“Check, Please!” & Other Tipping Tips

Fizetek, kérem! = “Check, Please!”

One of the glorious holdovers from times past is the ability to sit in any drink or food establishment without concern of being hurried out the door. Unless the doors are closing for the evening, no one will approach you to pay your bill until you signal that you are ready; therefore, you can linger for hours on end.

Restaurant in the City park
Restaurant in the City park

 

Don’t be surprised if the person who comes to collect your money is not the person who served you. Many places have a designated cashier who will arrive at your table to collect your money. It may be a few minutes before they arrive, so be patient. Smaller restaurants still have this annoying habit of giving you a small piece of paper with a list of numbers and nothing else to associate them with. If you have questions about it, ask to see a menu to match the charges on the list before you pay or ask the cashier to explain it. If there is a mistake, challenge it and it will be corrected.
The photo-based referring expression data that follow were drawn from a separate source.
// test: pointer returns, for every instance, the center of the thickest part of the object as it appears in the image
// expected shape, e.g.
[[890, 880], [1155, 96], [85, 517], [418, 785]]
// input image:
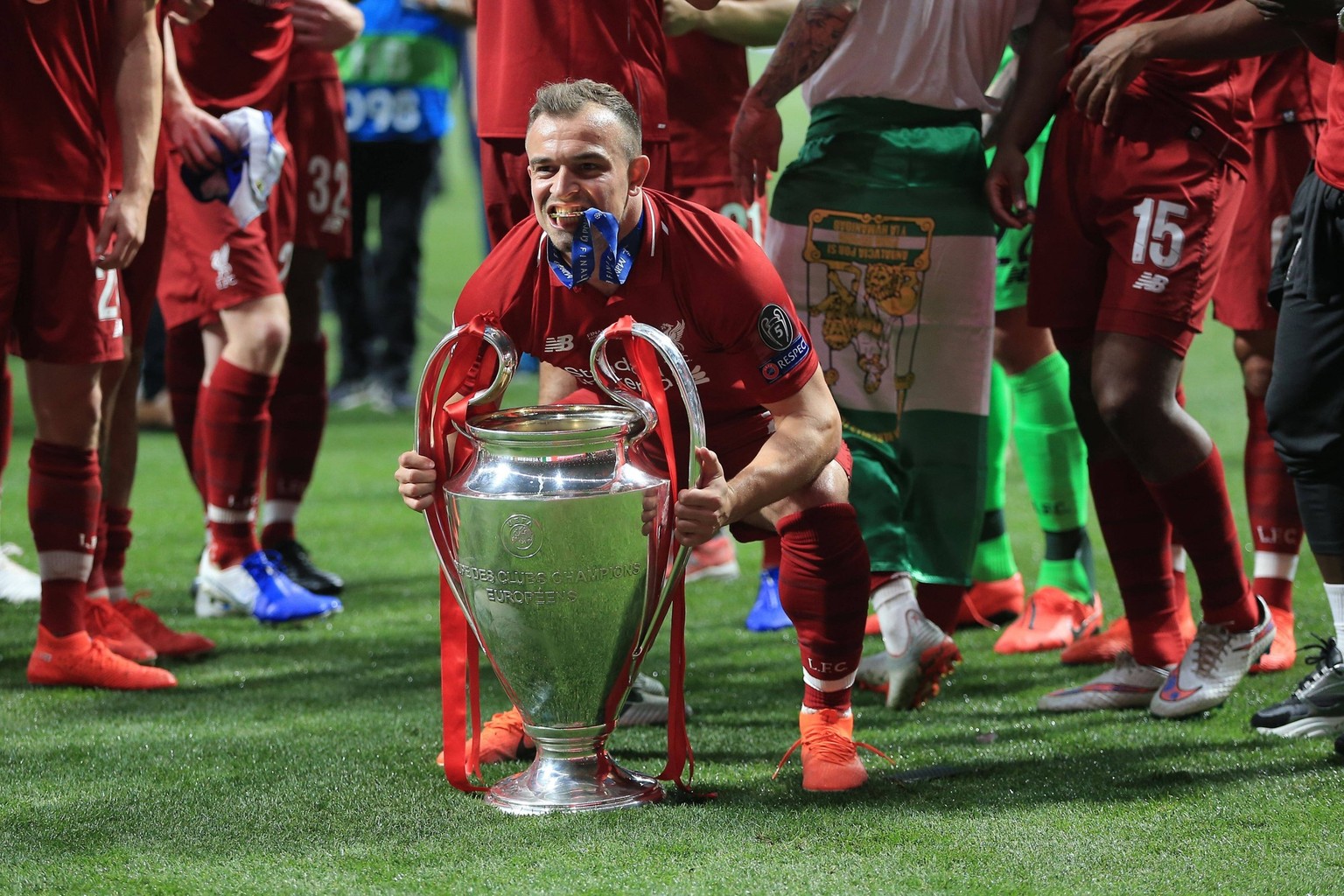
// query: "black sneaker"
[[301, 571], [1316, 705]]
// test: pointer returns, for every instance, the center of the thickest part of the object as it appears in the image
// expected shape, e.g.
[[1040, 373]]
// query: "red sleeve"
[[745, 308]]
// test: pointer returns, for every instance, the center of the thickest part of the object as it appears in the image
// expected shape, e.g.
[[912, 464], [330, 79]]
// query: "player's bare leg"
[[233, 421], [298, 419]]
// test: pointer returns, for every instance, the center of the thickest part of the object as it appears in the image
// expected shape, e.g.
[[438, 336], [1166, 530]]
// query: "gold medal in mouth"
[[566, 214]]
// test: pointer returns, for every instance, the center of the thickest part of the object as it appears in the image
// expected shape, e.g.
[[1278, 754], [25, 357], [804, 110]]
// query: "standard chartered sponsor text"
[[542, 586]]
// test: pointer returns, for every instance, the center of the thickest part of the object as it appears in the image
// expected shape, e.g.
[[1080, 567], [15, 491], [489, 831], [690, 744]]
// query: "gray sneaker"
[[647, 704], [1316, 705]]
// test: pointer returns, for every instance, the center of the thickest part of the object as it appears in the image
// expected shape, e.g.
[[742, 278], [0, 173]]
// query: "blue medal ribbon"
[[617, 256]]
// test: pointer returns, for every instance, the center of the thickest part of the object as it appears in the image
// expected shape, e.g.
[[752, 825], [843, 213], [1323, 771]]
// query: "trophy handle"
[[431, 424], [604, 374], [431, 378]]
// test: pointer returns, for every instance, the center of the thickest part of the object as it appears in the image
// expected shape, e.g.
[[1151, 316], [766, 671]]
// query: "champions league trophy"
[[539, 536]]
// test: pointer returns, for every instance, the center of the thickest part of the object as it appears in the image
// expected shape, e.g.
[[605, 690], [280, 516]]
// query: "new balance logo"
[[1152, 283], [223, 270]]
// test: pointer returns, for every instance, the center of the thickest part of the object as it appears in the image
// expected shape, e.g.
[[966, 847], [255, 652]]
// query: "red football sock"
[[5, 416], [824, 589], [185, 367], [770, 554], [63, 494], [940, 604], [118, 542], [1138, 542], [298, 419], [1271, 507], [234, 421], [1196, 506], [97, 584]]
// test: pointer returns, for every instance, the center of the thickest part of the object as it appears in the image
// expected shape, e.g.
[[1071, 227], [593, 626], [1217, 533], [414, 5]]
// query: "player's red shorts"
[[55, 305], [1280, 158], [726, 200], [140, 281], [320, 158], [508, 192], [215, 263], [1132, 228]]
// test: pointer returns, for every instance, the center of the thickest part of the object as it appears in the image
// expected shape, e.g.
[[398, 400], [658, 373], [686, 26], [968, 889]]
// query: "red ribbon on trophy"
[[443, 410], [646, 363]]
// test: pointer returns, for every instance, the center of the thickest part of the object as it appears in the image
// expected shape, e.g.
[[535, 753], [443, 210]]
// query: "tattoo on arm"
[[808, 40]]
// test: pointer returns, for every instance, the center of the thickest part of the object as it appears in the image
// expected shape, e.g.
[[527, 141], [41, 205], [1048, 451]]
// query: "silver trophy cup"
[[543, 551]]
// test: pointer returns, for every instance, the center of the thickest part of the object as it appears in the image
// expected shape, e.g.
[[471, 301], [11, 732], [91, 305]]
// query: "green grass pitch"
[[300, 760]]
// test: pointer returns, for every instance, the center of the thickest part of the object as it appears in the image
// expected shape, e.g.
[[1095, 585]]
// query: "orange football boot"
[[830, 755], [1051, 620], [153, 632], [1283, 653], [101, 621], [992, 602], [78, 660]]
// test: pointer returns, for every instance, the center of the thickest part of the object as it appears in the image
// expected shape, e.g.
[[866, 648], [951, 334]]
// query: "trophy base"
[[566, 782]]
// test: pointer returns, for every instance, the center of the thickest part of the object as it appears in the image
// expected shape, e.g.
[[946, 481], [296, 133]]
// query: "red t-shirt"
[[707, 80], [52, 145], [1291, 87], [523, 45], [237, 55], [1214, 93], [1329, 148], [697, 277], [311, 65]]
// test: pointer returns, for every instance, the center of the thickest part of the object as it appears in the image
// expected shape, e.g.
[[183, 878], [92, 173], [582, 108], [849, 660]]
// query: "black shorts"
[[1311, 258]]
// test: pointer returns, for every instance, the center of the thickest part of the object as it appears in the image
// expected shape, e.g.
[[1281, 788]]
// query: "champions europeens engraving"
[[539, 535]]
Always ask if a service charge is already included. It should show somewhere on the bill, but it is worth asking to make sure. If the service is included, you are not expected to tip. If no service charge is included, add 10% to the bill (12-15% for exceptional service in high-priced restaurants only – though note that the waiter very rarely gets a share of the tip). We like to hand the tip directly to our waiter to make sure he receives it. Never leave the tip on the table and walk out.
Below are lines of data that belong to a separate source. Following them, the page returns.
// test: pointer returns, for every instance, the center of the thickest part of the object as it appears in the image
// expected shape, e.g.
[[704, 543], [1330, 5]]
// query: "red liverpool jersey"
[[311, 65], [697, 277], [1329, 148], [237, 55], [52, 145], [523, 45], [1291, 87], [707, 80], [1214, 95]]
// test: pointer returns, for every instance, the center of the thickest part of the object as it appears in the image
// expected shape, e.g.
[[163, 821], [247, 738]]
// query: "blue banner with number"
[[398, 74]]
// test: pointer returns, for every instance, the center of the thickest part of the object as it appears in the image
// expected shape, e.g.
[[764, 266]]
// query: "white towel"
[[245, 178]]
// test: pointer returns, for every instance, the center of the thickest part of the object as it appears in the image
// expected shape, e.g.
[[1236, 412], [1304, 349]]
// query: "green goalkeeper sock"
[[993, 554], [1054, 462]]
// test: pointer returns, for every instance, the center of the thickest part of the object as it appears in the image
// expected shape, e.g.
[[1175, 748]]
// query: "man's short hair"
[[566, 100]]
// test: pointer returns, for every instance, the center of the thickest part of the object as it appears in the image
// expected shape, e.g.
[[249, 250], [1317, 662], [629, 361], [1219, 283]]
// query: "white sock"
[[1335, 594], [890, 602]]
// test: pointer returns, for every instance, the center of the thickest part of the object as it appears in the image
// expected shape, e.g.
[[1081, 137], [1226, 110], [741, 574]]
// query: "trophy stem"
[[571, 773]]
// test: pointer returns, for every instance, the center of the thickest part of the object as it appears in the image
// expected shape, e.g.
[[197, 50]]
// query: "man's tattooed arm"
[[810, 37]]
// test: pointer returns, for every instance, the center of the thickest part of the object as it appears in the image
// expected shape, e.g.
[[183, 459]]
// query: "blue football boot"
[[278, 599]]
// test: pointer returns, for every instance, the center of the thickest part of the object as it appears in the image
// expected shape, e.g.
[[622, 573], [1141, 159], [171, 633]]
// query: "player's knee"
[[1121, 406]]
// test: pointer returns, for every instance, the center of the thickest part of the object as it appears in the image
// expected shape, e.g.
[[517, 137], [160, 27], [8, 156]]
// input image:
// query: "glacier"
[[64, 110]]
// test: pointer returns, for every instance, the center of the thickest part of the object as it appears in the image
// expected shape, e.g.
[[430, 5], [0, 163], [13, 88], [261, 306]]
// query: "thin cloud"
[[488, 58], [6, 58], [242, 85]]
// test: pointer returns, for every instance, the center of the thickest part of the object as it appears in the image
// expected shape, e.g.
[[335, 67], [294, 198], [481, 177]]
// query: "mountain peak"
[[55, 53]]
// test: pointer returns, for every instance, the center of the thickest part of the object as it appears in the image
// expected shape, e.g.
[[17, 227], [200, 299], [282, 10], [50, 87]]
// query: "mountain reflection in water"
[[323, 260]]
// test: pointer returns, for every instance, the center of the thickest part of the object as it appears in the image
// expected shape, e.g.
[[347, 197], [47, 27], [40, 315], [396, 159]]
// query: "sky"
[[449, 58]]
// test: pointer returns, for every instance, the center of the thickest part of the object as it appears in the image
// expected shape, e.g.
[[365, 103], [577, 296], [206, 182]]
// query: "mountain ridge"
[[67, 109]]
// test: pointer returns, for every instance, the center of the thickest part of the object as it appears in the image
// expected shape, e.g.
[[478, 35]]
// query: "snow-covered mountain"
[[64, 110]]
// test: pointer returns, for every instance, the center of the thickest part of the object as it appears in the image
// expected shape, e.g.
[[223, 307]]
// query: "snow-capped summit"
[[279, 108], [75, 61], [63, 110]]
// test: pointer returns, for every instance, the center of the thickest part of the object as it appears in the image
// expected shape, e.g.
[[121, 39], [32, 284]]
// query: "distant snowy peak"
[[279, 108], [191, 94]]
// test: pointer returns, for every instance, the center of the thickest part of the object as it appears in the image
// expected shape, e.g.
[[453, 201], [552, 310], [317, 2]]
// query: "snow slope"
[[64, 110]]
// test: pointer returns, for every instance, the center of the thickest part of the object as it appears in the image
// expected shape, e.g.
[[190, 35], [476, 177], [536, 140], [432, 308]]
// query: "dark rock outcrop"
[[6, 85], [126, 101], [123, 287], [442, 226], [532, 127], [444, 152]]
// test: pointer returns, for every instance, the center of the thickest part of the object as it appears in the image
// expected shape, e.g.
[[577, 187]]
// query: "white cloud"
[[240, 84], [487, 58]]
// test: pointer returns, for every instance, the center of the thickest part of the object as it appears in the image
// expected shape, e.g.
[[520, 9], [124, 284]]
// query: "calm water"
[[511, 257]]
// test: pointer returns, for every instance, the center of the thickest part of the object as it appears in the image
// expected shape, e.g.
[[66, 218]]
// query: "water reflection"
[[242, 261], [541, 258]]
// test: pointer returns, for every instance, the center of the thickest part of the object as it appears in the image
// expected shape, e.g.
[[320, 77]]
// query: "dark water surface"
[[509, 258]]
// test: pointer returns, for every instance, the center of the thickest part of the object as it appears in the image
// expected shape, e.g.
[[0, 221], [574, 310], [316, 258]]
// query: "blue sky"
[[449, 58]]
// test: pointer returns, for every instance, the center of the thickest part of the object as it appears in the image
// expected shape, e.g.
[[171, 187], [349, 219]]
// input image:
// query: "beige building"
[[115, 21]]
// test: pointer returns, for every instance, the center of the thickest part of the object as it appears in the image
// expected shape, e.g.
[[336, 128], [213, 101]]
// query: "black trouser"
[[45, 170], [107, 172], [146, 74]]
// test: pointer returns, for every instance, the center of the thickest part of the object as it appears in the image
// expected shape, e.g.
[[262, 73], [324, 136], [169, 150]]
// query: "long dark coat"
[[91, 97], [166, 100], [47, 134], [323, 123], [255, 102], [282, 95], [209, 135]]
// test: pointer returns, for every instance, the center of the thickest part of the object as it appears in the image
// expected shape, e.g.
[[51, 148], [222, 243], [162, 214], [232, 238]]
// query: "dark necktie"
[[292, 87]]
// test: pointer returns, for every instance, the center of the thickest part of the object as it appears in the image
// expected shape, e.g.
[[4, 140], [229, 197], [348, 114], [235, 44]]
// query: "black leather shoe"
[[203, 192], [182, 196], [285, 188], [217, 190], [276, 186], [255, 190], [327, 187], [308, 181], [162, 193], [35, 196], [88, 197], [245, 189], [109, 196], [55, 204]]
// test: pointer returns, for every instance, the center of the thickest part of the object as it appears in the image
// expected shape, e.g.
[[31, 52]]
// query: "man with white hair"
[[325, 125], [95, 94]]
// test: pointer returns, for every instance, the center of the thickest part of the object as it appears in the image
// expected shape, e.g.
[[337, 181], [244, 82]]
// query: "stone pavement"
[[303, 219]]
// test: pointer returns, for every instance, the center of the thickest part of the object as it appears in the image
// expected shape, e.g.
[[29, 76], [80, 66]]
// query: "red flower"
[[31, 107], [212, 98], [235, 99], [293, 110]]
The cashier will often remain at your table after delivering the bill, waiting patiently for payment. State the full amount you are paying (bill plus tip), and the waiter will make change on the spot. If the restaurant accepts credit cards and you are using one, then the cashier will bring a portable card reader to your table to swipe the card. If you want to add the tip to the charged amount, you need to say so before the charge is processed; it can’t be added to the bill later.

When you really appreciate your waiter, slip some money to him or her privately to make sure the server receives some compensation. During tough economic times, it happens often that when paying by credit card, “suddenly” the credit card machine has died and you will be asked for cash. If you insist that you have no cash and refuse to run to the local bank machine, mysteriously, their credit card machine resurrects from the dead and can handle the transaction.  This is usually to aid the establishments’cash flow and avoid paying taxes. Don’t be part of their scheme if you really want to use plastic.

It is rare the restaurant that will give separate bills to one table. If you ask, they will often say they can until it comes time to pay, then suddenly they can’t do it any longer. If you are sharing a bill, you may want to keep note of your charges to make things easier when it comes time to split the bill.